Dr Yin is a historian and has authentically recreated how the building appeared in the 1920s and 1930s when "Big Eared" Du presided over one of the world's most sophisticated and powerful organized crime syndicates. Two enormous and very heavy safes from those heady days were recently removed.

The lobby is full of authentic, historical artifacts from an opium pipe to a gramophone to numerous sepia-tinted photographs, even first-edition books such as Dante Alighieri's "The Divine Comedy."

"I was told by an elderly Chinese guest recently that the lobby brings back to him memories of his very wealthy grandparents' living room," says the erudite and urbane Dr Yin.

Du's parties were famed as was his generosity and his love of Peking Opera, both the watching and the performing. Opposite what is now the reception area was once Du's own stage where private shows were held.

"He was a very colorful character gifted in many ways and he changed the culture of gangsters of that era. He was tall, slim and very softly spoken and he didn't have any tattoos," says Dr Yin. "He was a sophisticated and complex man of multiple characters."

Beginning this month the Mansion Hotel will be serving traditional afternoon tea in the lobby, allowing guests to sit a while and enjoy the distinctive Oriental ambience and opulence.

Tea, sandwiches and cakes, just the way it used to be, are served from 1:30pm to 5:30pm for 158 yuan (US$21).

The Mansion Veranda Italian restaurant on the fifth-floor roof top has rapidly become one of the city's favorites, booking well in advance is essential. The view from the veranda and the perspective afforded is unique and revelatory and was perhaps useful to Du when he was in residence. Although Du had many friends, he also had no shortage of enemies.

Du's abilities were spotted early on by Huang Jinrong, also known as "Pockmarked Huang," leader of the Green Gang until the early 1920s. Du came from Pudong as a humble fruit vendor, practically without education.

He took over the Green Gang, unifying the various factions involved in the opium trafficking while gaining himself the protection of the authorities in the former French Concession.

"He had an iron will," says Dr Yin, "and he was gifted at making relationships with the right people."

Unsurprisingly many wished to align themselves with Du - he even had his own small army. Du struck up a strong alliance with the senior Chinese police officer in the French police force, Huang.

Together they ran all the racketeering in the former Concession. He was also a logistical genius, ensuring huge volumes of opium passed through the city and out to the hinterland.

In the complex political landscape of the day, Du forged a number of important connections, probably the most important one being with Chiang Kai-shek. With Du's assistance, the Kuomintang routed the Communists from Shanghai in 1927.
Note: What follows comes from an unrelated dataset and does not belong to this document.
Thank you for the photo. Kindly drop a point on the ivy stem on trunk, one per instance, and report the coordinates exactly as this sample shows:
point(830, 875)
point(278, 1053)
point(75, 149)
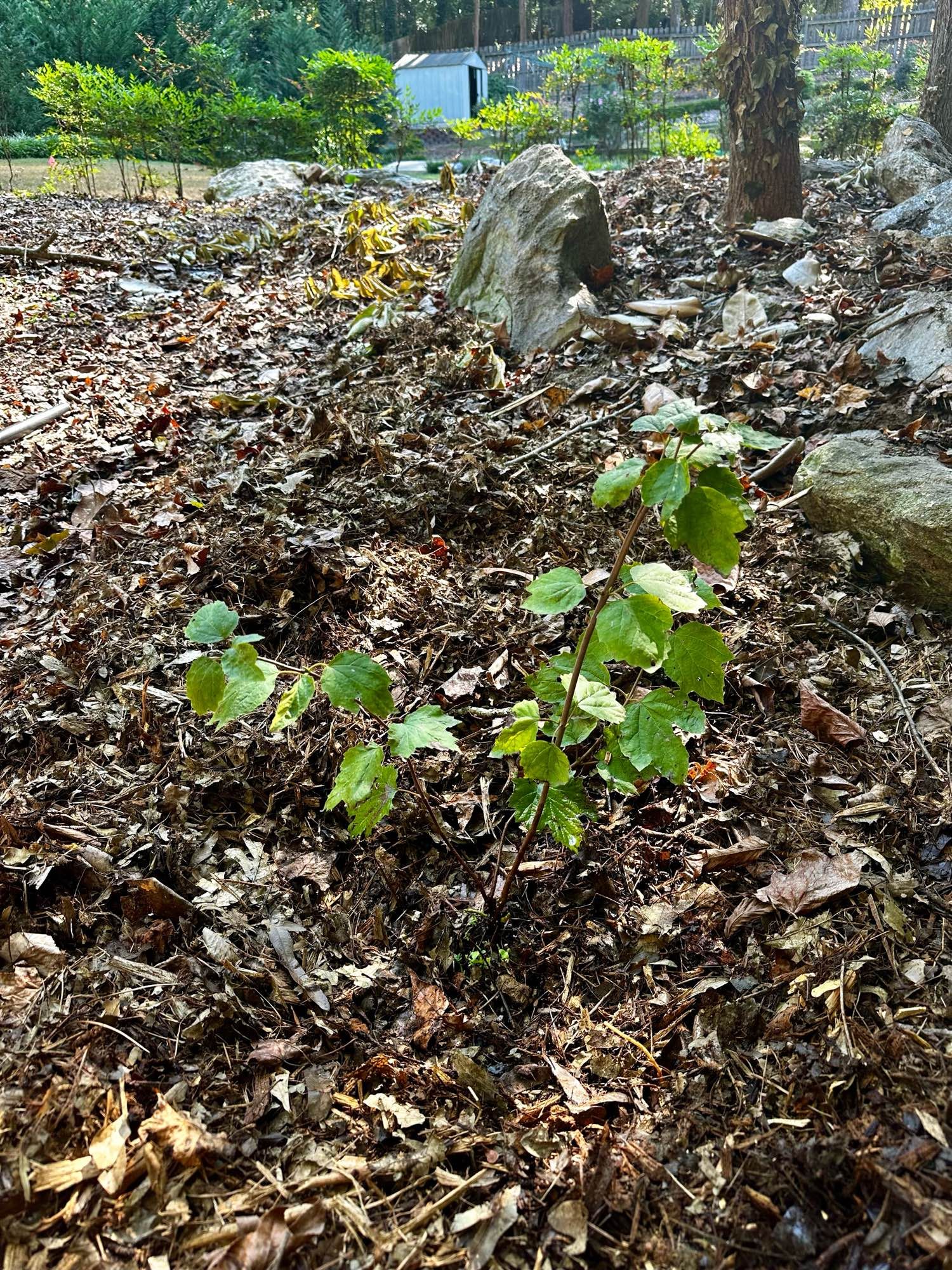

Work on the Mansion Hotel began nine months ago, it will soon join the Small Luxury Hotel Group, becoming one of only three Chinese hotels in the prestigious group. The company that owns the Mansion Hotel, Boutique Hotel Investors, plans to open another seven similar "landmark historical buildings" throughout China over the next two years.

"These are a new kind of hotel product and in the same way as this hotel has, these other hotels will contribute to the renaissance of the cities where they are located," says Dr Yin.

By the early 1930s Du was one of the wealthiest men in Shanghai with business interests that stretched way beyond opium trafficking. He invested in banking, textiles, real estate and the railroads. He even had his own bank, the Chung Wai Bank.

When the Japanese invaded in 1937, Du headed up river all the way to Chonqqing. There Du poured considerable resources into a number of relief societies and he supported the anti-Japanese campaign with great vigor. That ensured he is still remembered as a patriot, as well as a killer.

Du was also highly superstitious, as were many Chinese from that time, and reputedly wore a monkey head, which hung from the back of his collar. With the return of the Communists, the gangsters of Shanghai fled. Du decamped to Hong Kong in 1949 where he died peacefully in his bed in 1951. He had been planning to return to Shanghai.